Kelvin Teo: Perhaps the best advice that I heard was from Sam Altman, former president of Y Combinator, which I would also like to share with others. Paraphrasing Sam, the job of starting a company is such an intense, hard job. The only people who should start a company are people who can’t (are dying to) start companies.
What are the top-three books or movies (TV series) that changed your life and why?
Kelvin Teo: “You are the books that you read and people you meet,” so I am still a work-in-progress. I admire the ambition, honor, and determination in the Romance of Three Kingdoms, which I have read/ watched for a dozen times. The Pursuit of Happyness (2007) prompted me to leave home at 15 for Singapore.

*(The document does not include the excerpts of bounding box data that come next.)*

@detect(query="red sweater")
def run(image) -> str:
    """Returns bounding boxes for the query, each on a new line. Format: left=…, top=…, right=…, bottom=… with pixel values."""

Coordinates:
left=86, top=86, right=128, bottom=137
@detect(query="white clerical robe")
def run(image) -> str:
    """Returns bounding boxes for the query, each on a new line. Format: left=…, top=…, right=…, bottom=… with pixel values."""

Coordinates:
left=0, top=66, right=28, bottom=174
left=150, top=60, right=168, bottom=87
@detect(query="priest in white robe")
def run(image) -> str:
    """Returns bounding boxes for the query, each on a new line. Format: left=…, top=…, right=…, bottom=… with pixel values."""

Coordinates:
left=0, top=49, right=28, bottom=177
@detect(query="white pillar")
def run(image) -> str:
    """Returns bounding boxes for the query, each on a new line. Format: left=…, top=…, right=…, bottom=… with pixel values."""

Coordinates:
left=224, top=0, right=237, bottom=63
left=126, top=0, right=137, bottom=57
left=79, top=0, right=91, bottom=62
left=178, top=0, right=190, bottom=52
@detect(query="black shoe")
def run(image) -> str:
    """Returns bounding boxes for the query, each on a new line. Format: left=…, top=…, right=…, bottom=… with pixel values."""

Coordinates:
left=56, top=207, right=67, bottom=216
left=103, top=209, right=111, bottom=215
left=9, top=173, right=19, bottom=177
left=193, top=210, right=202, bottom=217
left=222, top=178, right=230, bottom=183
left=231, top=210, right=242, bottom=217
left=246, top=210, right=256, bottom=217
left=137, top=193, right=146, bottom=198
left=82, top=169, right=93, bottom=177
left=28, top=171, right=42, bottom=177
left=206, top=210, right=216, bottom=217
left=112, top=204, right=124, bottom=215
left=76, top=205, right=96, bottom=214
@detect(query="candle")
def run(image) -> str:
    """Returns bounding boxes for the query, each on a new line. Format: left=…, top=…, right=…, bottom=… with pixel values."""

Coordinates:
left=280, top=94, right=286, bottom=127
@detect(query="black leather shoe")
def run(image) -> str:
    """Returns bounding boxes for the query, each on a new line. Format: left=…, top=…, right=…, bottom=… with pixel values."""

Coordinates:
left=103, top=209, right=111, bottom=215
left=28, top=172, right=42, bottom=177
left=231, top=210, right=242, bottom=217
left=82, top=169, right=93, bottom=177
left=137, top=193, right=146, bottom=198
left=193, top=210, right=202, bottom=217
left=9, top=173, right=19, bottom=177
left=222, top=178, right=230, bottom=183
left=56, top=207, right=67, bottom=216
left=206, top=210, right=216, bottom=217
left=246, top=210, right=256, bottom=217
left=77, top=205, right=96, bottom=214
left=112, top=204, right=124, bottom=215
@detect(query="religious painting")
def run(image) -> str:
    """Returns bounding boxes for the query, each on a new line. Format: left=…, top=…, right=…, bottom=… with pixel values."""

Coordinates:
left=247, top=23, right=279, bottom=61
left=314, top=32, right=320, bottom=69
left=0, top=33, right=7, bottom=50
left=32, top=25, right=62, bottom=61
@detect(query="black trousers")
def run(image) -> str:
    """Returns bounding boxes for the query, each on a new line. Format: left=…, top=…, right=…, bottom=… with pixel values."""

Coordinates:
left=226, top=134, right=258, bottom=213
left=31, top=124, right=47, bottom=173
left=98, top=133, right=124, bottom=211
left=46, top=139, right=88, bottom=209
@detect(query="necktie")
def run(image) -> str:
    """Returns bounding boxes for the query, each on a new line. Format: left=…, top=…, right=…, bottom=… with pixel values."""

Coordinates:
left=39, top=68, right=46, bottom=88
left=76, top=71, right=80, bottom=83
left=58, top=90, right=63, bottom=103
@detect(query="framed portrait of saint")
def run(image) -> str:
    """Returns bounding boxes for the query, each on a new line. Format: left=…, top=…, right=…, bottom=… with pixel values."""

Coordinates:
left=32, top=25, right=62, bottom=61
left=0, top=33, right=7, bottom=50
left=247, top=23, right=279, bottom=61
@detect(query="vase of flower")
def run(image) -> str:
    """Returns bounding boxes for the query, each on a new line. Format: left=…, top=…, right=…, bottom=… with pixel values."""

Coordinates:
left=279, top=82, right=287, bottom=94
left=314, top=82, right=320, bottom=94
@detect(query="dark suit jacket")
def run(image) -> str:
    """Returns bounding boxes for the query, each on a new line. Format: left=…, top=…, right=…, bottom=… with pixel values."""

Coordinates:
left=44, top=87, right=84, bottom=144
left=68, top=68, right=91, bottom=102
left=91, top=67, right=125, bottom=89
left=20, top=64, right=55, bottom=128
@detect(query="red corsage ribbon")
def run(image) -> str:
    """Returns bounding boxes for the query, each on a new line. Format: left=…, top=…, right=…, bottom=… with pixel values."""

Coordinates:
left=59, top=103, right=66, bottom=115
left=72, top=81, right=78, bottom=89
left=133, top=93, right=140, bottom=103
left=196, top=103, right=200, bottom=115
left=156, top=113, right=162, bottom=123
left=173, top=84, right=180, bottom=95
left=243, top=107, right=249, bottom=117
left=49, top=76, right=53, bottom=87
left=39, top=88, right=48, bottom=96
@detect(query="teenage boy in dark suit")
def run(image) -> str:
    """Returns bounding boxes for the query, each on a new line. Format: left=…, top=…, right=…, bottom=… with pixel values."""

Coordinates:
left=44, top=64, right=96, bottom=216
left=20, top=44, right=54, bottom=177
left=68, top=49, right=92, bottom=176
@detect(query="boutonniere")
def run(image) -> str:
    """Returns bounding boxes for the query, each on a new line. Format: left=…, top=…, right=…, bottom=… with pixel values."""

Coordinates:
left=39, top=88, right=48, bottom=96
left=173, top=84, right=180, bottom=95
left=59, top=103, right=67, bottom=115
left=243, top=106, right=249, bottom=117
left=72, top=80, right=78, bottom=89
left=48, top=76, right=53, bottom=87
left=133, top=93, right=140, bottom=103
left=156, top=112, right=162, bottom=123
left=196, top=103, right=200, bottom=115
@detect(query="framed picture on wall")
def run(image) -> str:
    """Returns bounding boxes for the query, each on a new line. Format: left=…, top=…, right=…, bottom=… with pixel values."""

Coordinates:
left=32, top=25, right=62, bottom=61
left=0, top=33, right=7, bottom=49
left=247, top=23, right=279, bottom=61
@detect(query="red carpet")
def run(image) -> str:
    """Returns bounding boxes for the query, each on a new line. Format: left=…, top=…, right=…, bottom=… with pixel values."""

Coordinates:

And the Bible gives me faith, peace, and wisdom in difficult times.
How do you keep yourself motivated every day?
Kelvin Teo: Funding Societies exists to uplift Southeast Asia by empowering 1m SMEs. I’ve been very fortunate in life, so it is only right for me to pay it forward. The motivation is summed up by Nobel laureates Albert Einstein and Albert Schwitzer, respectively. “Only a life lived for others is a life worthwhile.” “Life becomes harder for us when we live for others, but it also becomes richer and happier.”
What are the one or two things that you would do differently to improve your life if you could go back to 10 years ago?
Kelvin Teo: As a young professional, I’d have taken more risks in my personal life and career. After a structured education, there is a tendency to do what others tell us to do. “Don’t ask yourself what the world needs, ask yourself what makes you come alive, and then go and do that. Because what the world needs is people who have come alive.”